Something about the handsome, enviably structured face of Kristin Scott Thomas, now reprising her Olivier Award-winning performance as Arkadina in Anton Chekhov’s The Seagull on Broadway, seems designed to mislead. Arkadina is probably the most colorful and complex actress-character envisioned by any playwright, and the great virtue of Thomas’ performance is that her lean face is unfailingly empathy inducing, no matter what side of her we’re seeing. Thomas is then able to accent her moment by using her lithe body, which would appear to have been gently poured into Hildegarde Bechtler’s costumes.
Delicately, deliberately, Thomas communicates each shimmering, stammering aspect of Arkadina, but she never has one of the aspects contradict another. Rather, her performance is a case study of a woman wholly at an emotional remove from who she truly is on the inside—very much, if you will, an actress. In the presence of her son, the dark, troubled and ultimately suicidal Konstantin, played by the gaunt, goony Mackenzie Crook, Thomas’ Arkadina is maternal but never motherly—that would demand an investment of care considerably steeper than the Russian steppes. In the presence of her lover, the poet Trigorin, played rather shallowly by Peter Sarsgaard, Thomas can be kicky as a schoolgirl. Yet something about that face—that high forehead, those smallish eyes, that broad mouth—tells you that Arkadina knows full well how her relationship with the poet will end. How, indeed, all the relationships in Chekhov’s piece will fall tragically into place.

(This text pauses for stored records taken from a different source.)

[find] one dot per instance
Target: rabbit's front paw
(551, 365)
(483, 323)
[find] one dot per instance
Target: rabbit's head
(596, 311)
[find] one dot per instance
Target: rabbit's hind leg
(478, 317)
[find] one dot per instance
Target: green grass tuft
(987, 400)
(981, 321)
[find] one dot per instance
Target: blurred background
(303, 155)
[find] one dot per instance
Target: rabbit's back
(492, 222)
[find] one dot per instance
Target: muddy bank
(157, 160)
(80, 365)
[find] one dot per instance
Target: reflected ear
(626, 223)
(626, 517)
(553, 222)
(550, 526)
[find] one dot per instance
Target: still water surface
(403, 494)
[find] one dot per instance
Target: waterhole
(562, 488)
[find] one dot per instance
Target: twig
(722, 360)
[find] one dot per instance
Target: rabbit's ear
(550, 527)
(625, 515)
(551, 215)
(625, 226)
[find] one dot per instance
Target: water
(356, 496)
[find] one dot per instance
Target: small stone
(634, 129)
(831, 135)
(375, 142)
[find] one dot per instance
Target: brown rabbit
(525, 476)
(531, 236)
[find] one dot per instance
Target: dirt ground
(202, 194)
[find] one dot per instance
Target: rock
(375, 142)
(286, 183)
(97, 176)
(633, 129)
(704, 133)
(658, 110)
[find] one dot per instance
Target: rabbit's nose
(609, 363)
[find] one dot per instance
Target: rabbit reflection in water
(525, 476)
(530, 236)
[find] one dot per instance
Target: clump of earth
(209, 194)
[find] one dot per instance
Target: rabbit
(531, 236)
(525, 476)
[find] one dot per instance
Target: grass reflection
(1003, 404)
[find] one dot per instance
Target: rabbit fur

Nuance, you see, is the ethanol of a Chekhov play. In the century since the master’s death, there is still a reason why caffeine-driven college professors engage their students in debates over what is “seriocomic” and how it is to be played on stage. Ian Rickson’s direction of The Seagull, tautly adapted by Christopher Hampton, is often so shot through with nuance that it can be an absolute pleasure. For example, there’s the reliably inimitable performance of Zoe Kazan as Masha, burning in her unrequited love for Konstantin. At the same time, Rickson’s revival occasionally stumbles is in its pacing—by which I don’t mean it is uneven. Instead, it’s as if the director is unaware, at least until well into Act 2, that The Seagull needs doom and gloom to bubble beneath the Chekhovian mirth. I was so amused and diverted by the nuance of the actors’ performances that I almost forgot what melancholy fortunes await the characters. It’s a choice, but it seems to me in retrospect that the comic needed a little more serio.

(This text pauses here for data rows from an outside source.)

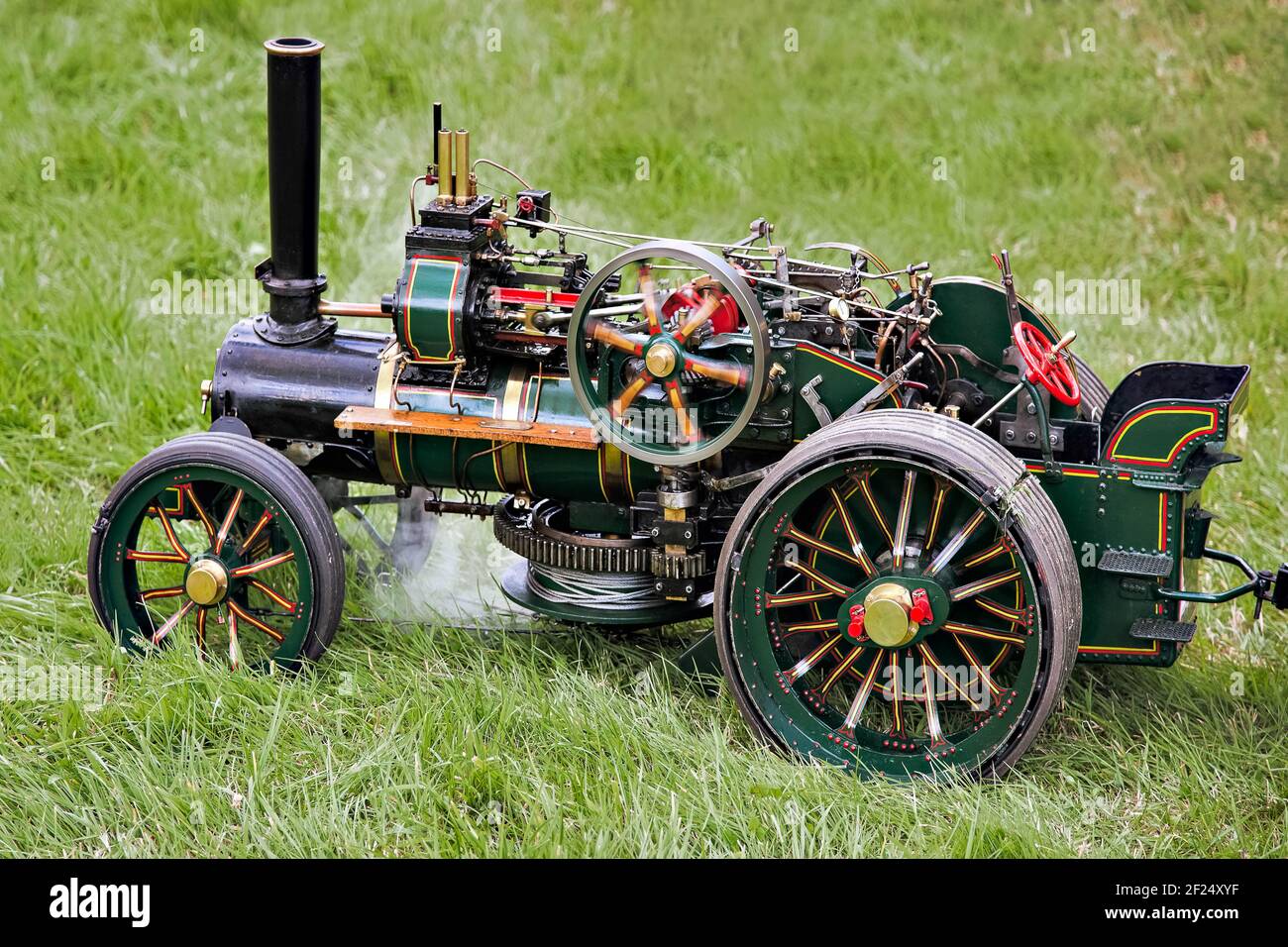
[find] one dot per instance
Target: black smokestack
(290, 274)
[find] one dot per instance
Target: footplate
(1136, 564)
(1163, 630)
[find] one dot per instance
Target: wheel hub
(660, 360)
(206, 582)
(888, 611)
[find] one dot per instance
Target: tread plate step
(1136, 564)
(1162, 630)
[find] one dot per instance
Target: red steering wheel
(1046, 364)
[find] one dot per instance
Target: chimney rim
(294, 46)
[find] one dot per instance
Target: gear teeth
(513, 530)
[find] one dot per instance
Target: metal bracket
(809, 392)
(722, 483)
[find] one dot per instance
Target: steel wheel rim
(265, 616)
(588, 385)
(771, 638)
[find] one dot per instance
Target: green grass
(1113, 162)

The production elements, too, weirdly strafe the surface. The Seagull is lit a hair too darkly by Peter Mumford in Act 1 (even with the play beginning at dusk), so it becomes a strain to see all the subterranean feelings being otherwise expressed by the actors through inflections and body language. Then, in Act 2, the rustic and rather unattractive upstage wall is finally removed, unveiling a drawing room interior of peeling wallpaper and chipped walls that help to fill in many of the plotting blanks.

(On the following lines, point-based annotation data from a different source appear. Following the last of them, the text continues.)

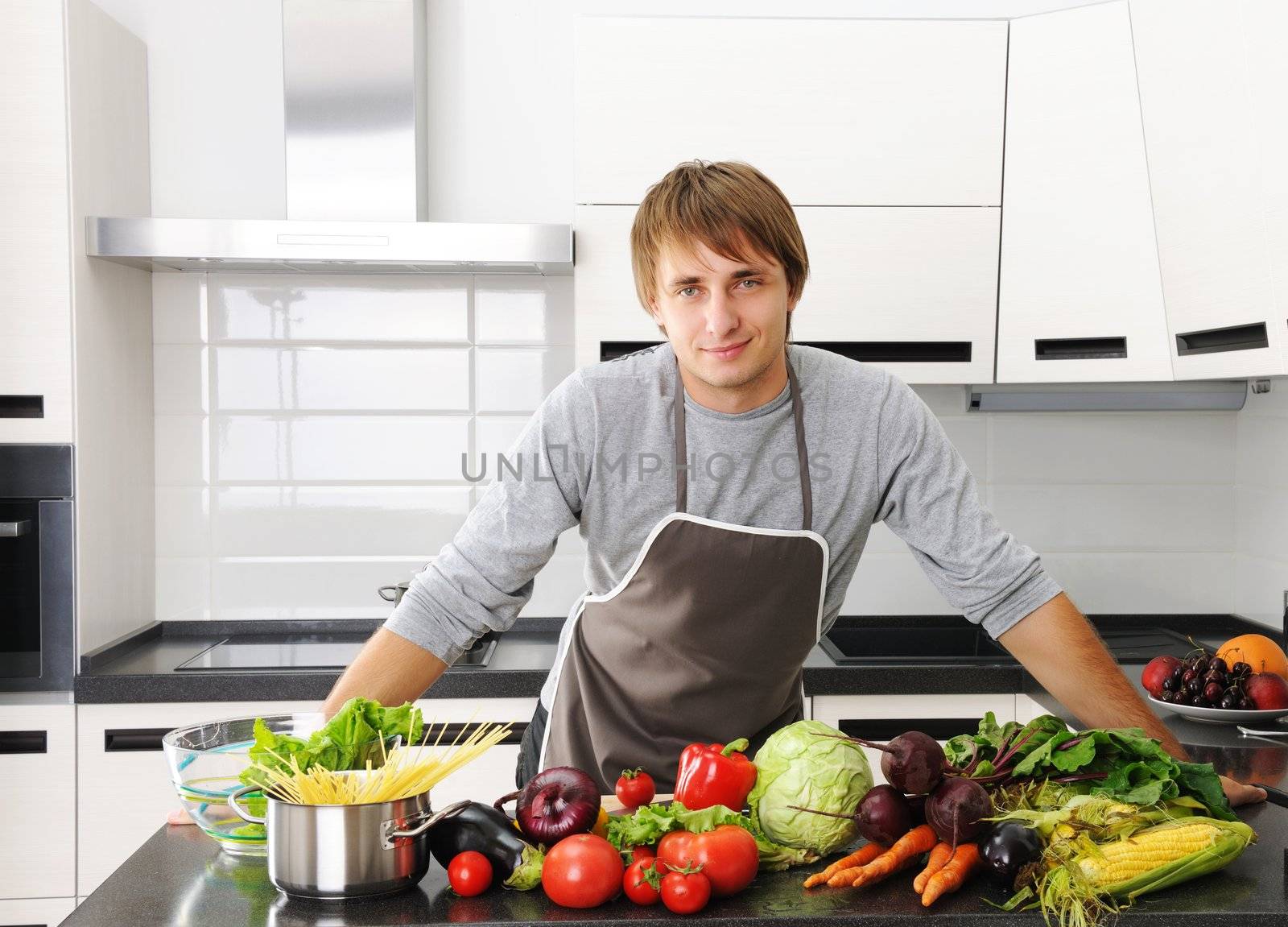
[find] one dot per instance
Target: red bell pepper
(714, 774)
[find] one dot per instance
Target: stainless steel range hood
(356, 169)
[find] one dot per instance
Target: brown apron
(702, 641)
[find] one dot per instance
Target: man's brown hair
(725, 205)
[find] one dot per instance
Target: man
(712, 579)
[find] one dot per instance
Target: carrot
(860, 858)
(955, 873)
(938, 858)
(906, 850)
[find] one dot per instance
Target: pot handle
(390, 830)
(242, 813)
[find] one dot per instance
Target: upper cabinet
(1080, 294)
(1214, 122)
(35, 317)
(914, 290)
(867, 113)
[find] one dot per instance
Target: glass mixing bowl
(205, 764)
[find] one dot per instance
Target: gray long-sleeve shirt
(599, 452)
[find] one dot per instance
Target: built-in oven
(36, 568)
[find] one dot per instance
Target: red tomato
(635, 788)
(469, 873)
(686, 892)
(728, 856)
(583, 871)
(641, 882)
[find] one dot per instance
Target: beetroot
(884, 815)
(955, 809)
(912, 762)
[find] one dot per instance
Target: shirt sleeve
(929, 498)
(483, 577)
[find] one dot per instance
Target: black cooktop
(903, 645)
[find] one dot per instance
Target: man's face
(727, 320)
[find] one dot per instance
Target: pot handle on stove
(242, 813)
(390, 830)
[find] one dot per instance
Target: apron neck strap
(682, 455)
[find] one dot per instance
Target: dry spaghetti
(406, 772)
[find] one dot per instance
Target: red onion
(555, 802)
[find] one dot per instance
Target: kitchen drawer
(36, 912)
(881, 717)
(834, 111)
(38, 779)
(122, 789)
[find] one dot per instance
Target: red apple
(1157, 672)
(1266, 691)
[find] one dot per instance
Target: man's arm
(390, 669)
(1063, 652)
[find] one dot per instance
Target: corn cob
(1163, 855)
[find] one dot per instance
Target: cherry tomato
(686, 892)
(635, 788)
(642, 882)
(583, 871)
(469, 873)
(728, 856)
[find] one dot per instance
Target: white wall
(309, 435)
(1261, 491)
(500, 96)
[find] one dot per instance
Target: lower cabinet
(35, 912)
(882, 717)
(38, 762)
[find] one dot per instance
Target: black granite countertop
(141, 667)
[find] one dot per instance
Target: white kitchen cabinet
(122, 784)
(36, 912)
(902, 281)
(38, 780)
(35, 315)
(1208, 186)
(834, 111)
(1080, 294)
(881, 717)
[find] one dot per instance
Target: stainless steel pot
(345, 851)
(393, 594)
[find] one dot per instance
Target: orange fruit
(1259, 652)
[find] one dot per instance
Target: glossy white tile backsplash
(309, 433)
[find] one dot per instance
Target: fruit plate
(1223, 716)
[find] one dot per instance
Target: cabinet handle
(869, 352)
(1216, 341)
(1079, 349)
(133, 739)
(23, 407)
(23, 742)
(888, 729)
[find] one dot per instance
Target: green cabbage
(808, 766)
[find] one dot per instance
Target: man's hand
(1238, 793)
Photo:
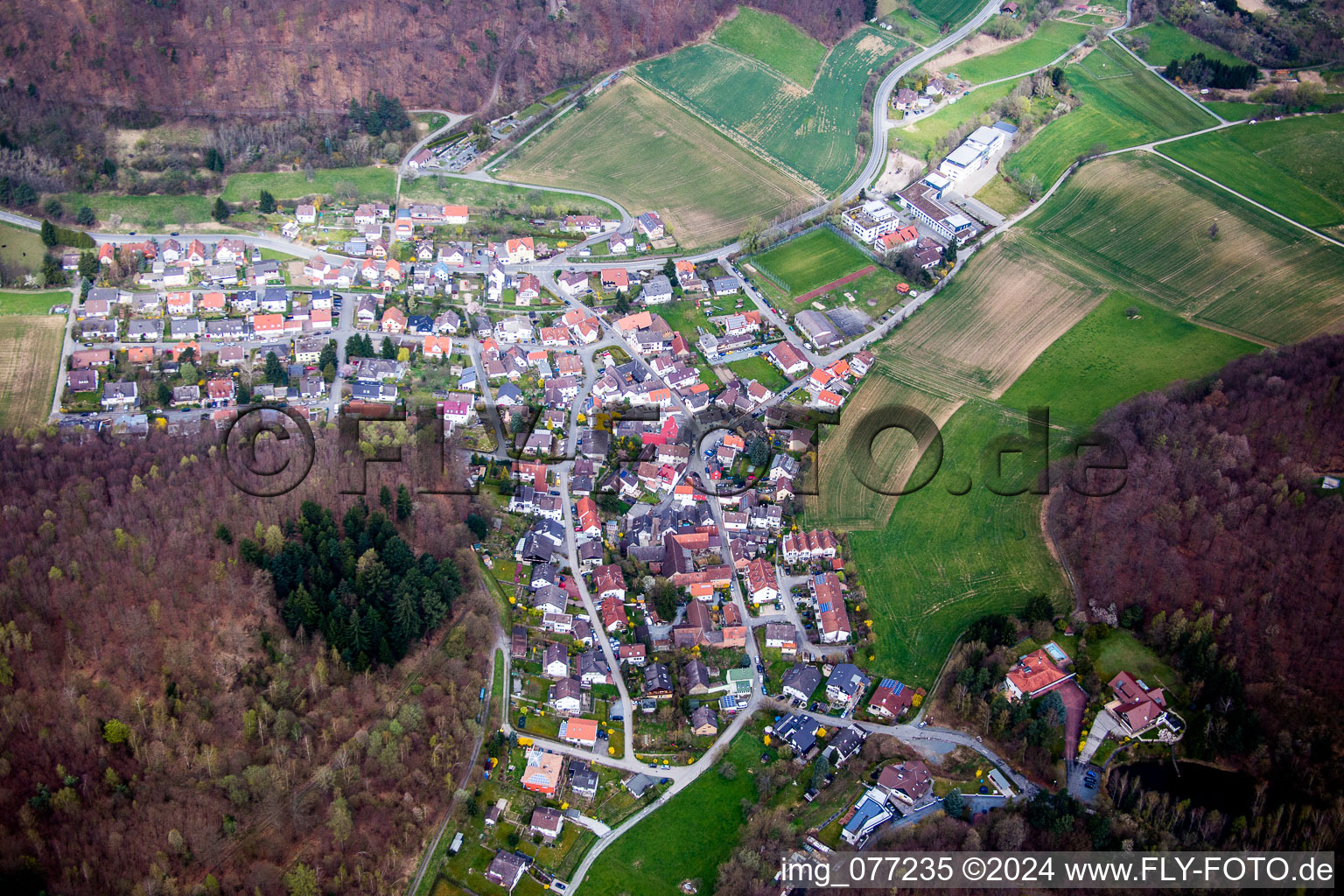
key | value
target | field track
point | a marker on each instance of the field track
(835, 284)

There is a temptation to compare this production of The Seagull to the most recent New York revival of the play—at off-Broadway’s Classic Stage Company a few months ago. The most profound difference is all about age: Whereas Dianne Weist’s Arkadina at CSC body surfed wave after wave of arch narcissism, Thomas subsumes her vanity through spellbinding showmanship. Think of it this way: With Thomas’ long and dreamy figure, she is like a beautiful suit of worsted wool compared to the high-waisted Weist.
How sad, then, that Sarsgaard impresses so lightly. In the face of Thomas’ powerhouse performance as a woman unplugged from her own source of electricity, Sarsgaard, who also portrayed Trigorin in London, wafts through his scenes as if motored by air, his face obscured by a bushy beard. Perhaps the seriocomedy is hiding far beneath it.